= Martin Cole (actor) =

British actor

Martin Cole is a British actor who began his career early as a child growing up in Cardiff, Wales. His first television role was at the age of 11, playing in Sudz on ITV. By the time he reached college (Coleg Glan Hafren), where he studied performing arts, he had already played lead roles in award-winning theatre productions and worked in television and radio.

Whilst still at college Martin became a member of Welsh rap group. They had success in the UK charts before breaking up in 1995.

In 1995 Martin moved to London to continue pursuing his acting career.
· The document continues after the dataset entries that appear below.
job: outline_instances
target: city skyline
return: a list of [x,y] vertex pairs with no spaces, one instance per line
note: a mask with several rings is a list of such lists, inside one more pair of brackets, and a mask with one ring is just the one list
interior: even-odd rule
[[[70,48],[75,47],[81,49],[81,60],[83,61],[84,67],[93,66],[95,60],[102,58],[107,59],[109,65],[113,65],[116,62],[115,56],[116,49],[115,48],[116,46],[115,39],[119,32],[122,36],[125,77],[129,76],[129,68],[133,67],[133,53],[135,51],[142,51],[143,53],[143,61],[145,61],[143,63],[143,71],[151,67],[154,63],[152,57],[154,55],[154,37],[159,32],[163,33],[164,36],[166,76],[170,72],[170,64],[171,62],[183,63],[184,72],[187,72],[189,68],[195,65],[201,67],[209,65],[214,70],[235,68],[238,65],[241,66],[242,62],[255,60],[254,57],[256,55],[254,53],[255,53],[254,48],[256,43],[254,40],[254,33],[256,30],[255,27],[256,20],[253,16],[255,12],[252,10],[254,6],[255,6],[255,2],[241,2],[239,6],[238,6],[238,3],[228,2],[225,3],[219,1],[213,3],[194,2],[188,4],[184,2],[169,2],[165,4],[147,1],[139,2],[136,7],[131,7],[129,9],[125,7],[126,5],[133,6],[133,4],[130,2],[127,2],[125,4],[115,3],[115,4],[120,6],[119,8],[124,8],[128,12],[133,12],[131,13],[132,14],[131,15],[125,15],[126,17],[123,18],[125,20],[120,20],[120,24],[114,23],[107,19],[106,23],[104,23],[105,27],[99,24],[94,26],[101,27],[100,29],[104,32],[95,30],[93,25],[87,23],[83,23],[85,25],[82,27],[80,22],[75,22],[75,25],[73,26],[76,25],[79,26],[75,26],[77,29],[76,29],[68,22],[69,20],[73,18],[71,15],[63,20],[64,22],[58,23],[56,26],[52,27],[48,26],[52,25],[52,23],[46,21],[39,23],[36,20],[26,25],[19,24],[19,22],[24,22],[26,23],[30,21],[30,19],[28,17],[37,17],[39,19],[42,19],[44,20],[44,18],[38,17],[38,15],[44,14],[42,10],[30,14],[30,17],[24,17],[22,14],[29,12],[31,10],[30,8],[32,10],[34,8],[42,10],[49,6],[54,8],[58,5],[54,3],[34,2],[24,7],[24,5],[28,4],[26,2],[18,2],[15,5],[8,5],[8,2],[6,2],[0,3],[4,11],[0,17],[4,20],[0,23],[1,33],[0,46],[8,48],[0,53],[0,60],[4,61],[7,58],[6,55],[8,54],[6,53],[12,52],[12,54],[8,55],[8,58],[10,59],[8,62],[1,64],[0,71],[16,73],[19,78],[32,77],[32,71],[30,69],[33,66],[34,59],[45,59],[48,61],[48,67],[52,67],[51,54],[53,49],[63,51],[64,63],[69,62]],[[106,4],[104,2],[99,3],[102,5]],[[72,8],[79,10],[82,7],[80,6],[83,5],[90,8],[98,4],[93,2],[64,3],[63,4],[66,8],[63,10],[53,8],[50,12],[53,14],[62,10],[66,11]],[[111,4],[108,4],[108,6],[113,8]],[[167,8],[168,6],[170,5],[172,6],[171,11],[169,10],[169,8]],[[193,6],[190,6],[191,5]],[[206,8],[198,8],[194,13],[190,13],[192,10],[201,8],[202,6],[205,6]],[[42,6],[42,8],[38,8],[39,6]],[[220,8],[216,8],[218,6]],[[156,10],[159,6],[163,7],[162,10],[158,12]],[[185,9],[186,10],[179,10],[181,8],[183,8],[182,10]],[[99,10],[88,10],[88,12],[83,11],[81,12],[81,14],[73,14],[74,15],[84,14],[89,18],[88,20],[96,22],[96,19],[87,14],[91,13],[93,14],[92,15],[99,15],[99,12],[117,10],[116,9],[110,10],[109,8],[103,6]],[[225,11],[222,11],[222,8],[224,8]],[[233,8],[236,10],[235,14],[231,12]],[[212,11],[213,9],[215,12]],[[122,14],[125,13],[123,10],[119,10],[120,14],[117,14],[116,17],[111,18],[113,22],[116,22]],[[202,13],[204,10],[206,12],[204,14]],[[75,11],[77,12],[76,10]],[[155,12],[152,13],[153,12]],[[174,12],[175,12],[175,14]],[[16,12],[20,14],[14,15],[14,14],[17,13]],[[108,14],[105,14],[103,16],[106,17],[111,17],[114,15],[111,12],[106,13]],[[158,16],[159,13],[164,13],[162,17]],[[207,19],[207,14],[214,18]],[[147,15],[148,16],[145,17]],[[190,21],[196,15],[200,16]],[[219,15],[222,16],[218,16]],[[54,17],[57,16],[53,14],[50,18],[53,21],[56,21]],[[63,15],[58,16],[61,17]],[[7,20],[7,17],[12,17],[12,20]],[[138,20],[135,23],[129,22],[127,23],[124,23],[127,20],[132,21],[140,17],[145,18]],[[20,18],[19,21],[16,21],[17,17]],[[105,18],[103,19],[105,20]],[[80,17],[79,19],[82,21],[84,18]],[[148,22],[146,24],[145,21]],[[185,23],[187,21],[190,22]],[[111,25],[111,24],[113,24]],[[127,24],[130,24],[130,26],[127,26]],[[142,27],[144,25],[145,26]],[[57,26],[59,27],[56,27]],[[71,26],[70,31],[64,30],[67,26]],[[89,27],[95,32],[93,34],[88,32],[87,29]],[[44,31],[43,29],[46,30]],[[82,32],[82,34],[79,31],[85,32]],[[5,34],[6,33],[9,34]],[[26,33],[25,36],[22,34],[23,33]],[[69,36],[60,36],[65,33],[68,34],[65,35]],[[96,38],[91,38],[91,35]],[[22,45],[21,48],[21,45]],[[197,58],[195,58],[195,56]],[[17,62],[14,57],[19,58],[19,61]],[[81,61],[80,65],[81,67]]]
Ironically his first big break came in 1997 when he went back to Wales to shoot the BBC Wales drama series "Tiger Bay". One year later Martin made his Professional London stage debut in the Roy Williams multi-award-winning play Starstruck. As the lead character Dennis, Martin shone and his performance and the play received critical acclaim.

Within a couple of years Martin became a familiar face on British television. Appearing in many shows including Casualty, Spooks, Dream Team, Red Cap, Holby City and the cult Sky One show "Mile High". He also appeared in movies, including: "Buffalo Soldiers" (2001), with Joaquin Phoenix and "Dead Cool" (2004), as the lover of Rosanna Arquette.

In 2005 Martin moved to Los Angeles and started working as the host on various TV shows including: Hollywood Headlines, Hollywood Headlines, Movie Music, Soundtrack News, Hollywood Buzz, Word for Word and 350 degrees.